Permutation importance with sklearn
-----------------------------------

Install the optional sklearn extra and the UCI dataset helper first:

.. code-block:: bash

   pip install "omnigbdt[sklearn]"
   pip install ucimlrepo

Then use the sklearn-compatible wrapper with ``permutation_importance``:

.. code-block:: python

   import numpy as np
   from sklearn.inspection import permutation_importance
   from ucimlrepo import fetch_ucirepo

   from omnigbdt import MultiOutputGBDTRegressor

   stock_portfolio = fetch_ucirepo(id=390)
   frame = stock_portfolio.data.original
   feature_columns = [
       "Large B/P",
       "Large ROE",
       "Large S/P",
       "Large Return Rate in the last quarter",
       "Large Market Value",
       "Small systematic Risk",
   ]
   target_columns = [
       "Annual Return.1",
       "Excess Return.1",
       "Systematic Risk.1",
       "Total Risk.1",
       "Abs. Win Rate.1",
       "Rel. Win Rate.1",
   ]
   X = frame.loc[:, feature_columns].to_numpy(dtype=np.float64)
   Y = frame.loc[:, target_columns].to_numpy(dtype=np.float64)
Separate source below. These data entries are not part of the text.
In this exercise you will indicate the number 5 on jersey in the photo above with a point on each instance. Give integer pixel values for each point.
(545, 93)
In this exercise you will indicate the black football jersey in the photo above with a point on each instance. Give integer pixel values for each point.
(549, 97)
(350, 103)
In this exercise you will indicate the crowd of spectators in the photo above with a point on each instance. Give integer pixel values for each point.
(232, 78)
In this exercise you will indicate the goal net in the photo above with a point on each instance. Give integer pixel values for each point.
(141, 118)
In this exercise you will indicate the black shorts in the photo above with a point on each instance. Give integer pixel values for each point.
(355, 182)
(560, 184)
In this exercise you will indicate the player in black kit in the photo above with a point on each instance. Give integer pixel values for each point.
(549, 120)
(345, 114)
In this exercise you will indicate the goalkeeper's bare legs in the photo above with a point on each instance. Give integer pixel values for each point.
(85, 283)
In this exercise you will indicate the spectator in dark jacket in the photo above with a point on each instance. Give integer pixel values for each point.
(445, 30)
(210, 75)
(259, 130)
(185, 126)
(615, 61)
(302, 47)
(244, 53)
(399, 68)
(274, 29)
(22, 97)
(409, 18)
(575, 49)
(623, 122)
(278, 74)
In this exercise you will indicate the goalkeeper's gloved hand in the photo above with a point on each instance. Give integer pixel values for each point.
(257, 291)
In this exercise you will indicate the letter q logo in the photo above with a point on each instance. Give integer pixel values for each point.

   rng = np.random.default_rng(0)
   indices = rng.permutation(len(X))
   train_end = int(len(X) * 0.8)
   train_idx = indices[:train_end]
   test_idx = indices[train_end:]

   X_train, Y_train = X[train_idx], Y[train_idx]
   X_test, Y_test = X[test_idx], Y[test_idx]

   model = MultiOutputGBDTRegressor(
       num_rounds=200,
       max_depth=4,
       max_bins=128,
       lr=0.05,
       early_stop=15,
       num_threads=1,
   )
   model.fit(X_train, Y_train)

   result = permutation_importance(
       model,
       X_test,
       Y_test,
       scoring="r2",
       n_repeats=5,
       random_state=42,
       n_jobs=1,
   )

   print(result.importances_mean)